Before I knew it, I was entering the dreaded but scenic Snow Canyon and relegated myself to keep the power from spiking and put in a steady 180 watts on the 5 mile climb. The legs still felt pretty strong and I continued to pass lots of athletes who had started in waves ahead of me. Stomach was no problem and the EFS drink mix was going down well. Was drinking about 8 oz. of water every hour and all systems were green as I steadily made my way up the canyon.
|Picture taken on our Training Camp weekend!|
|Very happy to be running down the homestretch!|
The rest of the run went by fairly quickly; I just focused on "staying in the box" and counting steps, keeping cooled down, and taking in coke/water/perform. I walked nearly all of the aid stations while I doused myself and took in fluids; this seemed to keep my legs pretty fresh as I started off again. Never did see Elmer... it turns out that he was in an ambulance at mile 3 as I passed him, and then somehow missed him on the way back. On the final couple of miles, Diane and Lori were going crazy with the cowbells and shout outs -- much appreciated! I also saw Gina Maxwell and former marathon client, Michelle Weaver on the final homestretch down Main Street.

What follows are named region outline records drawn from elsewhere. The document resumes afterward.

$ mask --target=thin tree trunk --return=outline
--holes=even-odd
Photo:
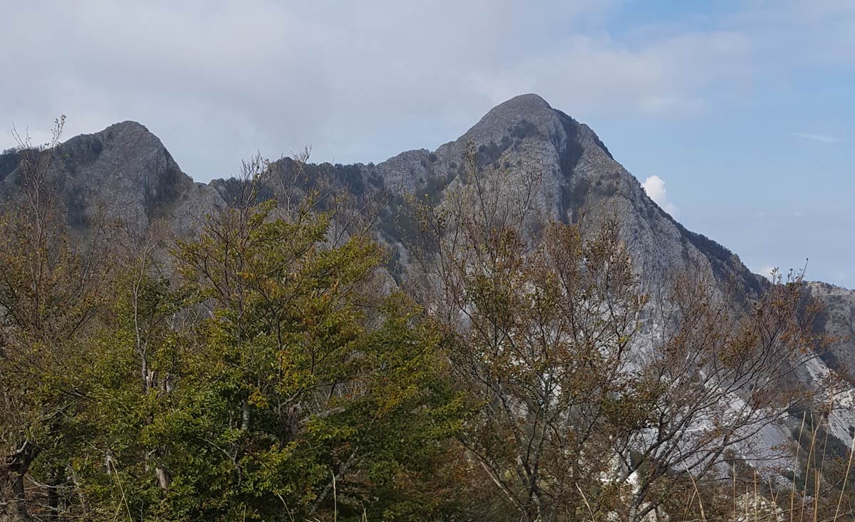
[[[29,522],[24,496],[24,476],[35,458],[35,448],[24,443],[0,466],[0,522]]]

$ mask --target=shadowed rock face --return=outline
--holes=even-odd
[[[583,232],[598,230],[604,220],[617,219],[636,268],[652,289],[666,285],[682,272],[719,283],[735,282],[749,296],[769,284],[728,249],[677,223],[647,197],[591,128],[534,94],[495,107],[465,134],[436,150],[402,152],[376,165],[310,165],[304,173],[310,183],[324,178],[346,188],[357,203],[372,198],[388,202],[375,224],[377,237],[392,251],[396,262],[405,264],[411,231],[402,219],[407,214],[404,195],[427,196],[441,205],[446,191],[466,175],[464,152],[470,143],[486,179],[502,176],[511,194],[535,187],[533,208],[537,215],[580,223]],[[192,236],[205,214],[227,208],[240,193],[241,182],[236,179],[194,183],[157,137],[133,121],[73,138],[59,152],[50,175],[58,184],[69,222],[83,232],[103,208],[144,228],[162,220],[179,236]],[[20,191],[21,154],[0,155],[3,198],[14,198]],[[274,166],[287,177],[294,163],[284,159]],[[378,197],[381,194],[385,196]],[[275,186],[261,194],[274,196]],[[413,223],[409,225],[411,228]],[[534,227],[528,239],[537,240]],[[809,292],[828,307],[817,328],[855,337],[855,291],[811,284]],[[852,361],[855,343],[846,342],[817,364],[846,371]],[[855,377],[852,372],[847,374]],[[855,415],[835,419],[833,424],[840,425],[834,435],[840,431],[845,438],[848,426],[855,425]],[[789,437],[783,428],[762,435],[764,442],[758,443],[768,447]]]
[[[2,174],[3,193],[15,197],[21,168],[15,166]],[[177,232],[186,234],[198,216],[224,206],[212,187],[193,183],[160,139],[135,121],[62,144],[50,175],[60,189],[69,222],[78,228],[86,228],[103,209],[144,225],[167,219]]]

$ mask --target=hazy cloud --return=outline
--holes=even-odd
[[[647,193],[656,204],[662,207],[662,209],[671,214],[671,217],[680,219],[680,208],[668,199],[668,191],[665,190],[665,182],[658,176],[651,176],[644,180],[641,187]]]
[[[433,148],[522,92],[587,121],[692,117],[770,68],[851,60],[851,10],[817,3],[627,29],[617,0],[6,3],[0,148],[12,122],[44,132],[66,114],[72,136],[136,120],[204,180],[259,150],[349,162]]]
[[[832,136],[830,134],[809,134],[807,132],[793,132],[793,136],[796,138],[804,138],[805,139],[811,139],[813,141],[821,141],[823,144],[842,144],[846,140],[842,138],[838,138],[837,136]]]

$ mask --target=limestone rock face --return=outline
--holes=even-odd
[[[17,167],[3,178],[6,197],[15,197],[23,175]],[[135,121],[62,144],[50,175],[69,222],[80,228],[103,210],[143,226],[166,220],[177,233],[186,234],[198,216],[224,206],[212,187],[193,183],[160,139]]]
[[[750,296],[768,287],[737,255],[687,230],[660,208],[591,128],[534,94],[495,107],[465,134],[436,150],[402,152],[376,165],[310,165],[305,172],[312,179],[327,177],[357,200],[385,195],[377,198],[388,202],[375,224],[377,236],[399,263],[406,264],[405,231],[398,220],[406,210],[404,196],[427,196],[441,205],[447,191],[466,175],[464,155],[470,146],[483,175],[501,176],[511,195],[534,187],[533,208],[540,217],[580,223],[583,232],[597,230],[604,220],[618,220],[635,267],[651,288],[666,285],[682,272],[719,283],[735,281]],[[133,121],[73,138],[60,152],[62,161],[56,162],[52,175],[69,222],[81,230],[98,208],[104,208],[142,226],[162,220],[175,233],[192,235],[205,214],[227,208],[240,190],[234,179],[194,183],[161,141]],[[17,161],[14,151],[0,155],[3,197],[14,198],[20,190]],[[290,160],[275,165],[283,172],[293,167]],[[262,195],[274,196],[274,189]],[[534,234],[528,239],[535,241]],[[855,291],[812,284],[809,292],[828,306],[817,327],[855,337]],[[843,343],[817,361],[817,367],[805,372],[845,369],[851,361],[855,361],[855,343]],[[839,424],[842,434],[850,419]],[[763,436],[775,443],[788,437],[784,431]]]

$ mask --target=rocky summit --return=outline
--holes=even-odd
[[[407,204],[404,195],[427,195],[441,204],[445,192],[465,173],[468,147],[476,150],[486,175],[504,176],[511,191],[533,187],[532,205],[540,215],[578,222],[583,230],[593,230],[604,219],[617,219],[633,262],[649,287],[687,271],[722,284],[735,281],[748,296],[769,287],[766,279],[752,273],[737,255],[686,229],[660,208],[590,127],[535,94],[496,106],[463,136],[436,150],[408,150],[376,165],[310,165],[307,172],[329,176],[357,199],[388,195],[374,229],[380,242],[405,262],[407,242],[396,224]],[[160,139],[133,121],[72,138],[59,150],[62,161],[51,173],[69,222],[81,230],[105,209],[143,226],[165,220],[176,234],[190,236],[206,214],[227,208],[239,189],[236,179],[195,183]],[[5,198],[15,198],[18,190],[19,154],[11,150],[0,156]],[[280,160],[275,165],[287,169],[292,161]],[[827,305],[817,327],[842,340],[816,367],[805,369],[805,378],[829,369],[855,378],[850,370],[855,342],[849,340],[855,331],[855,291],[823,283],[811,283],[808,289]],[[831,434],[848,440],[855,425],[850,417],[833,416]],[[786,433],[767,436],[775,443]]]

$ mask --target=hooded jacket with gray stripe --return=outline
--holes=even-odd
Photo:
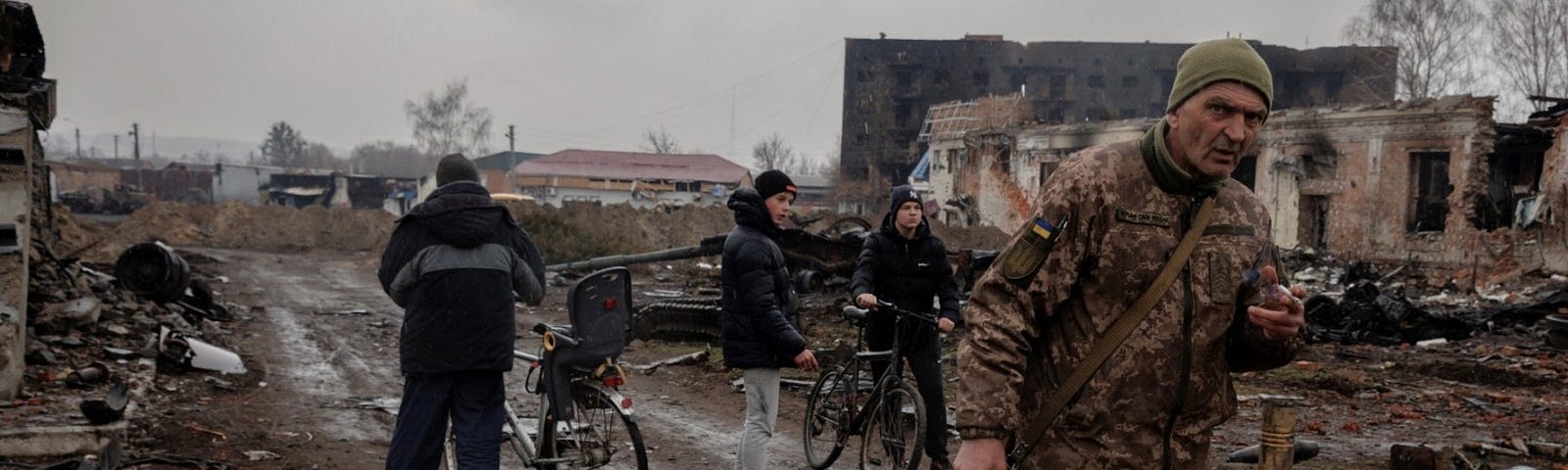
[[[539,249],[474,182],[436,188],[398,219],[376,274],[403,307],[403,374],[511,370],[514,293],[544,298]]]

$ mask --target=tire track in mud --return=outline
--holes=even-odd
[[[384,443],[392,432],[387,423],[372,410],[343,404],[354,396],[397,398],[401,387],[395,357],[365,357],[362,349],[370,342],[365,324],[372,321],[367,315],[314,313],[386,309],[365,306],[381,295],[375,274],[331,255],[202,252],[223,260],[227,276],[237,285],[248,285],[249,295],[262,302],[257,320],[267,324],[273,348],[259,352],[274,365],[273,385],[287,387],[301,398],[301,406],[310,407],[307,415],[315,421],[310,426],[334,439]]]

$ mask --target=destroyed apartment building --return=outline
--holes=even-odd
[[[920,119],[938,103],[1019,94],[1022,122],[1159,118],[1192,44],[845,39],[839,197],[866,207],[922,155]],[[1275,74],[1276,108],[1394,100],[1394,47],[1290,49],[1253,42]],[[862,185],[862,182],[873,182]]]
[[[1416,263],[1488,285],[1568,271],[1568,100],[1527,124],[1493,97],[1276,110],[1234,179],[1264,201],[1281,248]],[[930,110],[916,179],[952,224],[1016,227],[1069,154],[1140,138],[1157,118],[1030,124],[1019,96]]]
[[[539,204],[630,204],[632,207],[723,205],[729,191],[751,186],[751,172],[713,154],[560,150],[511,169],[517,193]]]
[[[55,121],[56,83],[42,77],[31,6],[0,2],[0,401],[11,401],[24,381],[31,246],[50,243],[53,226],[38,133]]]

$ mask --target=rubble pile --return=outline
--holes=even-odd
[[[1568,313],[1568,277],[1521,276],[1485,290],[1458,287],[1430,273],[1396,266],[1388,274],[1364,262],[1345,263],[1312,251],[1289,251],[1281,260],[1292,280],[1311,293],[1306,338],[1317,343],[1416,345],[1463,340],[1479,332],[1541,335],[1543,318]],[[1540,274],[1540,273],[1537,273]]]
[[[215,338],[227,334],[210,321],[212,312],[227,309],[198,307],[212,299],[205,284],[221,277],[191,269],[185,279],[191,282],[190,293],[205,299],[185,296],[154,302],[124,288],[108,274],[110,265],[61,258],[42,243],[33,243],[31,249],[38,262],[28,273],[27,381],[22,400],[0,404],[0,423],[113,421],[125,401],[135,401],[127,395],[127,382],[130,389],[146,387],[141,381],[160,368],[188,368],[187,357],[165,351],[160,335],[180,332],[182,338]]]

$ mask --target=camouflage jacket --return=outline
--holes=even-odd
[[[1236,414],[1229,374],[1284,365],[1301,342],[1267,340],[1236,306],[1242,271],[1273,260],[1262,204],[1236,180],[1192,185],[1163,124],[1069,157],[1035,202],[1041,230],[1027,222],[977,282],[958,432],[1014,439],[1154,280],[1206,194],[1214,215],[1185,269],[1024,465],[1206,468],[1210,429]]]

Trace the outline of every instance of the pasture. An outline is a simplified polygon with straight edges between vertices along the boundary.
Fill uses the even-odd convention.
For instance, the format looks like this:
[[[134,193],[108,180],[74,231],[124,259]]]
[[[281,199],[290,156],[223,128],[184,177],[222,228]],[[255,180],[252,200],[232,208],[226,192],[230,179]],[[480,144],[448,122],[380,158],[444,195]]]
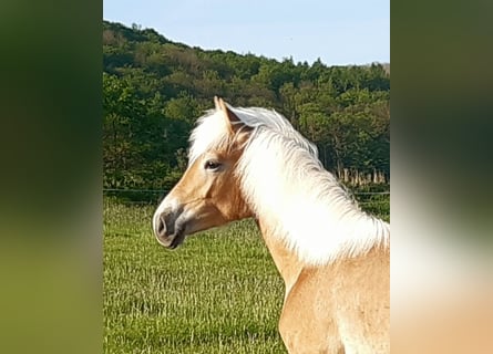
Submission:
[[[389,220],[389,196],[362,208]],[[155,240],[156,205],[104,200],[104,353],[286,353],[284,284],[251,220]]]

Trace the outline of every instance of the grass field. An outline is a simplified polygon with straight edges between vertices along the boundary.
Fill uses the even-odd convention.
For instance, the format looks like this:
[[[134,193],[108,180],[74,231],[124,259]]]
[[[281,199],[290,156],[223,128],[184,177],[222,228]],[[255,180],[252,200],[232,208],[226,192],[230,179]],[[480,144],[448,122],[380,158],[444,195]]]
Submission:
[[[363,207],[388,219],[381,198]],[[255,225],[168,251],[152,233],[154,208],[104,201],[104,353],[286,353],[283,280]]]

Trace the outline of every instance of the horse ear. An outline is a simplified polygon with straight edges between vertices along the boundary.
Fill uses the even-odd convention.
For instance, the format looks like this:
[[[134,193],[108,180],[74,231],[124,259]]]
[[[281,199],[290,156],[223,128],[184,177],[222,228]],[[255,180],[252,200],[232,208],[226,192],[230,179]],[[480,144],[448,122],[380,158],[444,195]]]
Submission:
[[[240,124],[237,124],[242,122],[236,114],[233,113],[232,110],[227,107],[227,104],[223,101],[223,98],[214,96],[214,104],[216,106],[216,111],[220,111],[224,113],[224,117],[227,118],[226,124],[232,133],[235,133]]]

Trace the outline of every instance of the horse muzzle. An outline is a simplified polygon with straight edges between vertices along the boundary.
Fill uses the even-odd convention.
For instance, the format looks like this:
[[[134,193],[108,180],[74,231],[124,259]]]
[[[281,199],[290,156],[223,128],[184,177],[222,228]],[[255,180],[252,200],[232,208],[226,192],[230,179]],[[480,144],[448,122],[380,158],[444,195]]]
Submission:
[[[179,222],[181,211],[164,210],[154,215],[154,235],[157,241],[166,248],[175,249],[185,239],[185,228]]]

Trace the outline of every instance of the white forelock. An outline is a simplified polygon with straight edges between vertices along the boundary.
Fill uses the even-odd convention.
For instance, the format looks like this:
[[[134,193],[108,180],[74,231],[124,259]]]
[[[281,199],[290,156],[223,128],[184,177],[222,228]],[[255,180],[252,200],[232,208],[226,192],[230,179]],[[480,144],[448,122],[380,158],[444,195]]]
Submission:
[[[317,148],[275,111],[229,110],[253,128],[236,174],[245,199],[304,261],[321,264],[390,242],[390,225],[361,211],[327,171]],[[191,136],[189,160],[224,144],[226,119],[209,111]]]

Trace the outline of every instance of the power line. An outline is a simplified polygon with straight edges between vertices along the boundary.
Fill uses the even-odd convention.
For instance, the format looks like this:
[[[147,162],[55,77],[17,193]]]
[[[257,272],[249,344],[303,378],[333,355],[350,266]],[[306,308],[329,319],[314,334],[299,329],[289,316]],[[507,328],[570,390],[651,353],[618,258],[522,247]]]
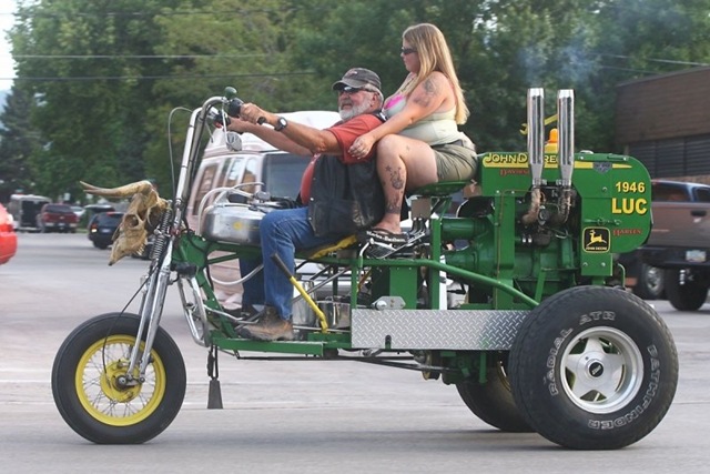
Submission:
[[[11,56],[11,54],[0,54]],[[12,54],[14,59],[202,59],[202,58],[262,58],[266,53],[247,54]]]
[[[316,72],[297,71],[297,72],[271,72],[271,73],[252,73],[252,74],[189,74],[189,75],[84,75],[72,78],[58,77],[21,77],[21,78],[0,78],[0,81],[31,81],[31,82],[82,82],[82,81],[142,81],[142,80],[185,80],[185,79],[224,79],[224,78],[283,78],[294,75],[316,75]]]

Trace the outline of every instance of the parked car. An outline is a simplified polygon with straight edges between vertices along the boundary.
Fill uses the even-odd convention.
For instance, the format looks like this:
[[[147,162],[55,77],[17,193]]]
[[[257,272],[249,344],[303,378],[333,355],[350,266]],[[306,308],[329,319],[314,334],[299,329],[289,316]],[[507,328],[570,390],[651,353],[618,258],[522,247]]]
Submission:
[[[79,220],[81,221],[81,218],[84,216],[84,213],[87,211],[84,211],[84,208],[82,208],[81,205],[72,205],[71,210],[74,211],[74,214],[77,214],[77,218],[79,218]]]
[[[69,204],[44,204],[37,216],[40,232],[77,232],[79,218]]]
[[[108,249],[113,243],[113,234],[118,229],[123,212],[100,212],[94,214],[87,226],[87,236],[97,249]]]
[[[0,265],[8,263],[18,251],[18,235],[14,233],[14,219],[0,204]]]
[[[303,111],[282,115],[290,121],[317,129],[331,127],[339,120],[337,112],[332,111]],[[310,161],[307,158],[276,150],[251,133],[243,133],[241,142],[241,151],[232,150],[227,147],[227,137],[224,131],[217,129],[205,148],[186,209],[187,223],[199,233],[203,231],[201,229],[204,225],[203,211],[217,196],[216,193],[210,195],[207,193],[216,188],[242,185],[242,191],[250,193],[265,191],[274,199],[293,200],[298,194],[301,177]],[[250,183],[263,183],[263,185]],[[241,196],[232,198],[235,199],[230,199],[231,202],[239,202]],[[213,256],[215,255],[219,255],[219,252]],[[321,270],[317,265],[307,263],[298,269],[298,280],[304,283]],[[210,265],[210,276],[220,302],[226,309],[237,306],[243,291],[242,285],[237,283],[241,278],[239,263],[236,261],[214,263]],[[349,276],[343,280],[342,288],[347,291]],[[328,293],[329,290],[324,288],[323,292]]]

Good crowd to welcome all the triathletes across the finish line, and I even managed to jump at least 6 inches off the ground in an attempt to touch the finish line clock.
|Sorry, didn't buy this awesome photo! Actual|
finisher time was 5:52:36
My nutrition plan worked pretty well for me; these are the basic numbers:
Breakfast: Bagel with peanut butter, banana, 1.5 scoops of Ultragen and water (500 cal).
Pre-race: one dose of UCAN with water 45 min prior to start (90 cal)
Bike: 700 cal of EFS grape drink in one water bottle. Also took one gel, one bonk breaker bar from an aid station and half a banana (about 150 cal). Drank about 2 1/2 bottles of water on course.
Run: About 4 oz of water and 3 oz of either perform drink or coke at each of the 10 aid stations, so about 300 calories from fluid and one gel.
For my next Ironman, I'll probably go with about the same numbers, except I might also take some UCAN in one water bottle to augment the EFS sports drink. I'll also be sure to take some Pre-race and Energ-Ease pills on the bike and run for a small boost in energy.